Беспомощный, безгласный, лежал на своей повисшей над водой плахе Антон Берсенев. Он не хотел больше жить. Он жалел о том, что не погрузился в радужный омут и не проник за мерцающую мембрану. Сделай он это тогда — и теперь бы ему не пришлось умирать мучительной смертью при каждом Лизонькином крике и неотвратимо воскресать для новых страданий. Где-то наверху, в роще, трое обезумевших от наркоты подонков готовились убить его ребенка, а он был обречен на роль свидетеля, бессильного им помешать.

Быть может, окажись на его месте кто-нибудь другой, он просто не поверил бы в серьезность их намерений. Но профессия Антона научила его придерживаться одного простого правила: какой бы ужасающей ни казалась иной раз теневая изнанка жизни, в действительности все обстоит гораздо хуже.

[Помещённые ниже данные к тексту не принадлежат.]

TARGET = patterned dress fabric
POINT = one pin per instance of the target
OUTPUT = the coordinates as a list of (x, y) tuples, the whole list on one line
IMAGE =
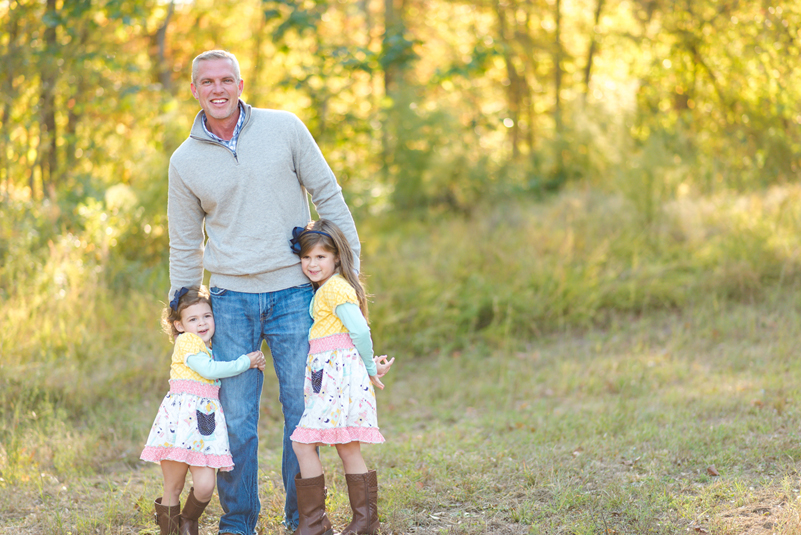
[(190, 424), (339, 397)]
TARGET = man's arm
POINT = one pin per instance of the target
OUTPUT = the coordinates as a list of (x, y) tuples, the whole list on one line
[(185, 217), (316, 176)]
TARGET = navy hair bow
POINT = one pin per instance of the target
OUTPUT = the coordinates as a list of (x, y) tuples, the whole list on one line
[(297, 232), (178, 295)]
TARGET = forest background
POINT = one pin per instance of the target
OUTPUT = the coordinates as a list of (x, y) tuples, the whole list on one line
[(570, 193)]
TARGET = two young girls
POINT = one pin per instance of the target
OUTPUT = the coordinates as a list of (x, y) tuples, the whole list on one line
[(189, 432), (341, 374)]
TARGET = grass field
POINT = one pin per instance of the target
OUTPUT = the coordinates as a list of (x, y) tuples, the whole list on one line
[(594, 376), (669, 423)]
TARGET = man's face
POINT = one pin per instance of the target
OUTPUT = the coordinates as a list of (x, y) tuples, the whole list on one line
[(217, 89)]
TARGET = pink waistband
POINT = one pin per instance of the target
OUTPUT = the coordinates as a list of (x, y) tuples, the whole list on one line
[(330, 343), (179, 386)]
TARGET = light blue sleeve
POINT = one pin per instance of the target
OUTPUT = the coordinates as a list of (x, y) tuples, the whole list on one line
[(352, 318), (213, 369)]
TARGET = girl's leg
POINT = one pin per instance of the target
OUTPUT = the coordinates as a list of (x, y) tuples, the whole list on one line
[(352, 460), (362, 490), (309, 460), (174, 473), (203, 479)]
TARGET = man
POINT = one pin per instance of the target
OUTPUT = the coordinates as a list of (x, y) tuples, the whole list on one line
[(243, 175)]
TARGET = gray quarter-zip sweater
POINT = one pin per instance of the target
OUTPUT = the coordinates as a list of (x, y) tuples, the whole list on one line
[(248, 203)]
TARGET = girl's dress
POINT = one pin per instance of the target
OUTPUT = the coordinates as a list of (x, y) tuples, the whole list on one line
[(190, 424), (339, 397)]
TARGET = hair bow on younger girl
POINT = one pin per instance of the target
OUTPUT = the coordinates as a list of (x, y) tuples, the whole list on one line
[(180, 293)]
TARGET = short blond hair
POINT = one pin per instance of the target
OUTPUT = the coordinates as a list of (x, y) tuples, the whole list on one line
[(215, 54)]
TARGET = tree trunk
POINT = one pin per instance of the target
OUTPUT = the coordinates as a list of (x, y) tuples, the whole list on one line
[(8, 93), (513, 92), (390, 27), (162, 73), (48, 153), (593, 48)]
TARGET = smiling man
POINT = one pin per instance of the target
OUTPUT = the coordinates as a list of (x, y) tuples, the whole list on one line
[(237, 187)]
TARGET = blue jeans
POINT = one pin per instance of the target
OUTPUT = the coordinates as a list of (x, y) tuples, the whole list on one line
[(242, 321)]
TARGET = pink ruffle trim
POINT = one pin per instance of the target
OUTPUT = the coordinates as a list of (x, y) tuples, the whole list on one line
[(223, 463), (180, 386), (368, 435), (330, 343)]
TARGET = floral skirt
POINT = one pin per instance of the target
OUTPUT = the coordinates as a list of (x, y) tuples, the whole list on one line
[(339, 397), (190, 428)]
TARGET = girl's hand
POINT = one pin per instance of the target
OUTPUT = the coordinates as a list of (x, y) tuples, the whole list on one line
[(376, 381), (257, 360), (382, 365)]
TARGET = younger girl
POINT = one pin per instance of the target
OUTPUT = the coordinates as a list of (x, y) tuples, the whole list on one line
[(190, 432), (340, 375)]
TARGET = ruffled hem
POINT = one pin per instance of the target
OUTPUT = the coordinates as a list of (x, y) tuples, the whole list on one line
[(224, 463), (343, 435)]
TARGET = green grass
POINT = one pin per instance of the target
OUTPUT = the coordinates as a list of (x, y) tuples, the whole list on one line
[(592, 431), (561, 369)]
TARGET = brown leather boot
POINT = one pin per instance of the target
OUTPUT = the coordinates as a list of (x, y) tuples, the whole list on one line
[(167, 517), (363, 494), (191, 514), (311, 506)]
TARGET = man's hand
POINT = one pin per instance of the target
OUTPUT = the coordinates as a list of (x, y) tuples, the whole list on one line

Он ни секунды не сомневался в том, что троица наверху может убить его дочь. Он знал, что помочь ей не в состоянии. Он больше не верил в действенность молитв.

Он устал балансировать на грани безумия и реальности, превосходившей своей жестокостью любое безумие. Его разум не выдерживал такого напряжения.

Его единственный зрячий глаз закрылся, на его слух опустилась тяжелая печать тишины. Наконец-то он перестал слышать, как заходится в истошном крике Лизонька.

Он поскрльзнулся на скользком бортике реальности и сорвался в глубокий бассейн воспоминаний.

8

Моментальные снимки памяти: вот Антон забирает Аню с дочкой из роддома. Конец октября, ветер метет асфальт, играя последними сухими листьями. Над серым кубом больницы — неожиданно яркий синий просвет в холодном, будто покрытом инеем сером небе. Лизонька — огромный белый конверт с розовым бантом и глядящими откуда-то из кружевных глубин глазками-бусинками…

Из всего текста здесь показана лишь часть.